Ten minutes later, she found Florence Owens Thompson.
The True Story of Florence Owens Thompson and the Ethics of the Dust Bowl Photo
When the pictures hit the newspapers, it was an instant sensation. It achieved its political purpose: the government, moved by the family’s misery, rushed 20,000 pounds of food to the camp.
But there was a catch: by the time the food trucks arrived, Thompson and her seven children were already gone, drifting to the next farm in search of work. They never received the aid their own faces had triggered.
Florence Thompson and family. (Source: Dorothea Lange via Getty)Photo by Fotosearch on Getty Images
From 1936 to TikTok: The Fight Over Modern Privacy Rights
Lange claimed the photo served a greater social good, proving that the Dust Bowl was a human tragedy, and not a weather report. For Thompson, that good came at the cost of her identity. For decades, she was the most recognizable face in America, but she remained entirely anonymous.

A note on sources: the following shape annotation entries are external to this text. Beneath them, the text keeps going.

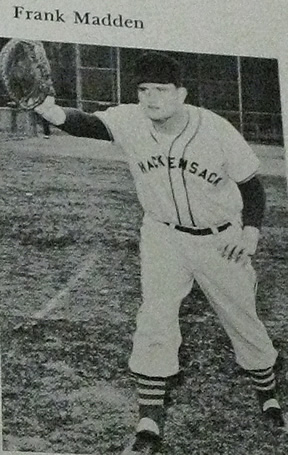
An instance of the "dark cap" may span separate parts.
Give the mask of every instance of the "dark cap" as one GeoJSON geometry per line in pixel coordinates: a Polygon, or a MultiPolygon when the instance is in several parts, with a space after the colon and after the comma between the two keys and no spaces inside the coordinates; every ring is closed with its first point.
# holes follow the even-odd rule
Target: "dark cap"
{"type": "Polygon", "coordinates": [[[137,85],[154,83],[182,86],[182,70],[179,62],[158,52],[147,52],[139,57],[135,62],[133,75],[137,85]]]}

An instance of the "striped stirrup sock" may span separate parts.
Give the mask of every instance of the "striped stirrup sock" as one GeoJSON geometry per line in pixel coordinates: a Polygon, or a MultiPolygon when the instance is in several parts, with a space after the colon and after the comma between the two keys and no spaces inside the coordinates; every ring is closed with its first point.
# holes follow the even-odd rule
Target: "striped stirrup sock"
{"type": "MultiPolygon", "coordinates": [[[[276,378],[273,367],[264,370],[250,370],[250,377],[257,392],[262,410],[268,400],[276,400],[276,378]]],[[[272,401],[271,401],[272,403],[272,401]]]]}
{"type": "MultiPolygon", "coordinates": [[[[140,423],[151,419],[162,434],[165,423],[165,407],[164,399],[166,393],[167,380],[166,378],[157,378],[136,375],[139,417],[140,423]]],[[[144,428],[145,429],[145,428],[144,428]]],[[[149,430],[147,428],[147,430],[149,430]]],[[[155,431],[155,433],[158,433],[155,431]]]]}

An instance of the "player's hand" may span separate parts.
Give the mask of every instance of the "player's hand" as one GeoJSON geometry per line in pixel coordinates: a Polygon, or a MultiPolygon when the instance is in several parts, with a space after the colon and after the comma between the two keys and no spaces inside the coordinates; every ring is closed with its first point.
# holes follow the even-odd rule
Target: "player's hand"
{"type": "Polygon", "coordinates": [[[221,251],[228,261],[246,265],[255,254],[259,240],[259,230],[253,226],[245,226],[240,240],[227,244],[221,251]]]}
{"type": "Polygon", "coordinates": [[[47,96],[42,104],[34,108],[34,111],[56,126],[62,125],[66,119],[62,107],[55,104],[54,96],[47,96]]]}

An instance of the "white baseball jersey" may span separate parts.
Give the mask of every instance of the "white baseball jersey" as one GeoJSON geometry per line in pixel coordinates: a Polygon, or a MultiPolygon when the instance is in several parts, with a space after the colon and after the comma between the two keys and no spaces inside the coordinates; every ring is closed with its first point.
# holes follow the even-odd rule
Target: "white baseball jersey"
{"type": "Polygon", "coordinates": [[[125,152],[150,217],[198,228],[239,219],[237,183],[251,178],[259,161],[227,120],[203,108],[185,109],[188,121],[177,136],[156,132],[137,104],[95,114],[125,152]]]}

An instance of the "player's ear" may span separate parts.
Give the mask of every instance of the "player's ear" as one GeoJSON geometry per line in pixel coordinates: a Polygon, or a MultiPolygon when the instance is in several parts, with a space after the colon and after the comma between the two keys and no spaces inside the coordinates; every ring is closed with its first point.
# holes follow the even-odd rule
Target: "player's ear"
{"type": "Polygon", "coordinates": [[[184,103],[184,101],[187,98],[187,94],[188,94],[186,87],[179,87],[178,93],[179,93],[179,100],[181,101],[181,103],[184,103]]]}

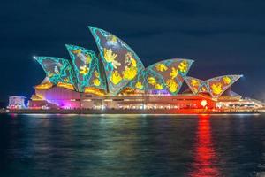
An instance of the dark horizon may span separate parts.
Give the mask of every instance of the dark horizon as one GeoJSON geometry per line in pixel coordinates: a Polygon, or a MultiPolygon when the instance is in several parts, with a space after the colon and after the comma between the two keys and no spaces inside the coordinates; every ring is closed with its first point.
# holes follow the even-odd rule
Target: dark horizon
{"type": "Polygon", "coordinates": [[[98,51],[87,28],[124,40],[145,66],[162,59],[193,59],[188,75],[206,80],[244,74],[233,86],[243,96],[265,99],[265,2],[4,1],[0,101],[34,93],[45,73],[33,56],[70,58],[65,44],[98,51]]]}

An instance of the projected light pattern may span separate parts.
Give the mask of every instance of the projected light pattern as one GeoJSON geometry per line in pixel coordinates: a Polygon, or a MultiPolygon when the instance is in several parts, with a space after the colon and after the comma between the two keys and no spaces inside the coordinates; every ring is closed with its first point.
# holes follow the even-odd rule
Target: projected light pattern
{"type": "Polygon", "coordinates": [[[112,34],[89,27],[104,65],[109,92],[116,96],[132,81],[144,65],[136,53],[112,34]]]}
{"type": "Polygon", "coordinates": [[[155,63],[145,70],[146,89],[165,89],[171,95],[176,95],[183,84],[184,77],[187,74],[193,60],[168,59],[155,63]]]}
{"type": "Polygon", "coordinates": [[[188,76],[185,78],[185,81],[188,85],[189,88],[192,90],[192,92],[194,95],[198,94],[198,92],[200,91],[200,88],[203,83],[203,81],[193,77],[188,77],[188,76]]]}
{"type": "Polygon", "coordinates": [[[242,75],[223,75],[207,81],[187,77],[193,60],[173,58],[145,68],[136,53],[112,34],[88,27],[99,55],[83,47],[66,45],[72,60],[36,57],[46,79],[35,87],[47,90],[54,85],[81,93],[115,96],[118,94],[177,95],[186,81],[192,92],[219,97],[242,75]]]}
{"type": "Polygon", "coordinates": [[[57,85],[65,83],[76,88],[76,78],[67,59],[53,57],[36,57],[36,60],[42,66],[49,81],[57,85]]]}
{"type": "Polygon", "coordinates": [[[146,73],[145,70],[141,70],[139,74],[132,80],[128,84],[127,87],[128,88],[136,88],[139,90],[145,90],[146,87],[145,87],[145,76],[146,76],[146,73]]]}
{"type": "Polygon", "coordinates": [[[212,97],[217,98],[240,77],[242,75],[223,75],[207,81],[186,77],[185,80],[194,95],[208,92],[212,97]]]}
{"type": "Polygon", "coordinates": [[[86,87],[95,87],[106,91],[105,75],[95,53],[75,45],[66,45],[66,48],[76,73],[79,91],[83,92],[86,87]]]}
{"type": "Polygon", "coordinates": [[[223,75],[207,81],[210,94],[213,97],[219,97],[228,88],[237,81],[242,75],[223,75]]]}

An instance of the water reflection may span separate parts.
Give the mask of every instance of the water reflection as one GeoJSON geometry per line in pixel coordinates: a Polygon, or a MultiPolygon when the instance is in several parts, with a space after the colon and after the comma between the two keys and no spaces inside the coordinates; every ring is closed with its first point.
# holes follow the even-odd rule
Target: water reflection
{"type": "Polygon", "coordinates": [[[192,177],[221,176],[215,164],[217,154],[212,142],[209,115],[199,115],[192,177]]]}

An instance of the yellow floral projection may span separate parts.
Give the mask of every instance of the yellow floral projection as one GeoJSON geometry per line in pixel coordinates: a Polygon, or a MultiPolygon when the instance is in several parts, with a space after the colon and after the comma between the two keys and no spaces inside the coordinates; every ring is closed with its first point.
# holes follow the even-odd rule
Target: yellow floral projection
{"type": "Polygon", "coordinates": [[[188,63],[186,61],[183,61],[179,64],[178,69],[182,73],[186,73],[188,69],[188,63]]]}
{"type": "Polygon", "coordinates": [[[198,87],[199,86],[199,81],[197,80],[192,80],[192,82],[191,82],[192,86],[193,87],[198,87]]]}
{"type": "Polygon", "coordinates": [[[140,81],[137,81],[135,84],[135,88],[142,89],[143,88],[143,85],[140,81]]]}
{"type": "Polygon", "coordinates": [[[122,80],[122,77],[120,76],[118,71],[115,70],[113,72],[111,72],[110,74],[110,81],[117,85],[120,82],[120,81],[122,80]]]}
{"type": "Polygon", "coordinates": [[[117,57],[117,54],[115,54],[112,52],[111,49],[106,49],[104,48],[104,58],[108,63],[111,63],[112,66],[117,69],[117,66],[120,66],[121,64],[117,61],[116,61],[116,58],[117,57]]]}
{"type": "Polygon", "coordinates": [[[95,75],[95,77],[99,78],[99,73],[98,73],[97,71],[95,71],[95,72],[94,72],[94,75],[95,75]]]}
{"type": "Polygon", "coordinates": [[[163,89],[163,85],[162,85],[162,84],[159,84],[159,83],[156,83],[156,84],[155,85],[155,89],[163,89]]]}
{"type": "Polygon", "coordinates": [[[123,78],[125,80],[132,80],[137,74],[137,67],[125,67],[123,72],[123,78]]]}
{"type": "Polygon", "coordinates": [[[148,83],[151,85],[155,85],[156,83],[156,81],[154,77],[148,77],[148,83]]]}
{"type": "Polygon", "coordinates": [[[173,79],[167,80],[166,85],[171,93],[174,93],[178,90],[178,85],[173,79]]]}
{"type": "Polygon", "coordinates": [[[159,72],[164,72],[164,71],[168,70],[168,67],[165,65],[163,65],[163,64],[157,64],[155,65],[155,68],[159,72]]]}

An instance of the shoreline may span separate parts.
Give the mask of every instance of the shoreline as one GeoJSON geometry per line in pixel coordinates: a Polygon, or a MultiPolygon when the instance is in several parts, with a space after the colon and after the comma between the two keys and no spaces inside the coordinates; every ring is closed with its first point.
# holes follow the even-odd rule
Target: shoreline
{"type": "Polygon", "coordinates": [[[0,110],[0,114],[261,114],[262,111],[193,111],[193,110],[0,110]]]}

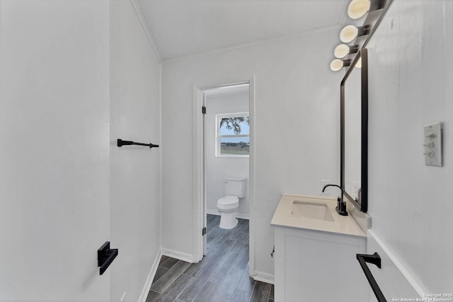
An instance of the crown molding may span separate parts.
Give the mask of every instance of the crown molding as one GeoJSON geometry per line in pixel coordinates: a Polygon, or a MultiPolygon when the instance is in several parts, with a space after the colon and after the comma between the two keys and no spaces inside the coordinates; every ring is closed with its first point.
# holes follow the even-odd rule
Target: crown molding
{"type": "Polygon", "coordinates": [[[144,16],[143,15],[143,12],[142,11],[142,8],[140,8],[140,5],[137,2],[137,0],[130,0],[131,4],[134,7],[134,10],[135,10],[135,13],[137,13],[137,16],[143,28],[143,30],[144,31],[145,35],[147,35],[147,37],[148,38],[148,42],[149,42],[149,45],[151,48],[152,48],[153,52],[154,52],[154,54],[157,58],[157,60],[159,63],[162,62],[161,59],[161,56],[157,51],[157,47],[156,47],[156,42],[154,42],[152,36],[151,35],[151,33],[149,32],[149,28],[148,28],[148,24],[145,21],[144,16]]]}
{"type": "Polygon", "coordinates": [[[240,50],[240,49],[243,49],[243,48],[253,47],[255,47],[255,46],[261,45],[264,45],[264,44],[274,43],[275,42],[283,41],[283,40],[285,40],[298,38],[298,37],[304,37],[305,35],[319,33],[322,33],[322,32],[324,32],[324,31],[332,30],[335,30],[335,29],[339,30],[339,28],[340,28],[339,25],[323,27],[323,28],[315,28],[315,29],[313,29],[313,30],[304,31],[303,33],[299,33],[290,34],[290,35],[281,35],[281,36],[279,36],[279,37],[272,37],[272,38],[263,39],[263,40],[253,41],[253,42],[251,42],[250,43],[244,43],[244,44],[241,44],[241,45],[238,45],[229,46],[229,47],[226,47],[218,48],[218,49],[216,49],[216,50],[208,50],[208,51],[205,51],[205,52],[197,52],[197,53],[190,54],[187,54],[187,55],[182,55],[182,56],[178,56],[178,57],[169,57],[169,58],[164,58],[164,59],[162,59],[162,63],[168,63],[168,62],[176,62],[176,61],[182,61],[182,60],[185,60],[185,59],[193,59],[193,58],[195,58],[195,57],[203,57],[203,56],[207,56],[207,55],[210,55],[210,54],[217,54],[217,53],[220,53],[220,52],[228,52],[228,51],[231,51],[231,50],[240,50]]]}

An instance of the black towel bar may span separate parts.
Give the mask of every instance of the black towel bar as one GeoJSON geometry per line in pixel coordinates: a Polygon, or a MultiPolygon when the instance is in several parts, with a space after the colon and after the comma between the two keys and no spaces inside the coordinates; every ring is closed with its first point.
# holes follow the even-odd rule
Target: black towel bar
{"type": "Polygon", "coordinates": [[[149,148],[157,148],[159,147],[159,145],[155,145],[154,144],[142,144],[142,143],[136,143],[135,141],[123,141],[121,139],[118,139],[117,141],[117,146],[120,147],[122,146],[127,146],[127,145],[139,145],[139,146],[147,146],[149,148]]]}
{"type": "Polygon", "coordinates": [[[379,254],[377,252],[374,252],[373,255],[357,254],[356,257],[362,267],[362,269],[363,269],[363,272],[365,273],[365,276],[368,279],[368,282],[369,283],[377,301],[379,302],[387,302],[384,296],[384,294],[382,294],[382,291],[381,291],[381,289],[379,289],[379,286],[377,285],[376,279],[371,273],[368,265],[367,265],[367,262],[372,263],[377,267],[381,268],[381,257],[379,254]]]}

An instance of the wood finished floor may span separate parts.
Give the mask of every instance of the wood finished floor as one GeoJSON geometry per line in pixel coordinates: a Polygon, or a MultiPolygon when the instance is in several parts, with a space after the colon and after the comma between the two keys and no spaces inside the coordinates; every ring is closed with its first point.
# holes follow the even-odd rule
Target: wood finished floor
{"type": "Polygon", "coordinates": [[[147,302],[273,302],[274,286],[248,277],[248,221],[231,230],[207,215],[207,255],[198,263],[162,256],[147,302]]]}

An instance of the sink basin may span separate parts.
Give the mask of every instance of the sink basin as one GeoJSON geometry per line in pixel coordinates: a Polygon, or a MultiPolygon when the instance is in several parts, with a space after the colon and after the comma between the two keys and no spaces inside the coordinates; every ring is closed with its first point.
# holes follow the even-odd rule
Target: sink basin
{"type": "Polygon", "coordinates": [[[292,202],[291,215],[297,217],[304,217],[309,219],[333,221],[333,217],[326,204],[300,202],[292,202]]]}

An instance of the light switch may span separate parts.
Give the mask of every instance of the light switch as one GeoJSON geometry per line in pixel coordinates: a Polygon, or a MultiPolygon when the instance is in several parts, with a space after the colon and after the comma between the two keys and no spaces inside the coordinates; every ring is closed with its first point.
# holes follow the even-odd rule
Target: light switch
{"type": "Polygon", "coordinates": [[[442,166],[442,123],[437,122],[425,126],[425,164],[442,166]]]}

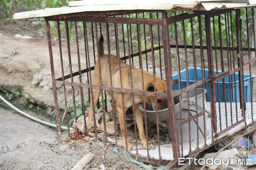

The modern discussion over filming strangers in crisis has its roots in that muddy tent in 1936 as critics say the subject provides the content, the creator gets the credit, and the audience gets to feel something without actually helping the person on the screen. For Thompson, the fame came full circle in 1983 when she was dying of cancer and unable to afford her medical bills. Her children turned to the press, revealing the woman behind the icon. The public responded by donating over $35,000 for her care.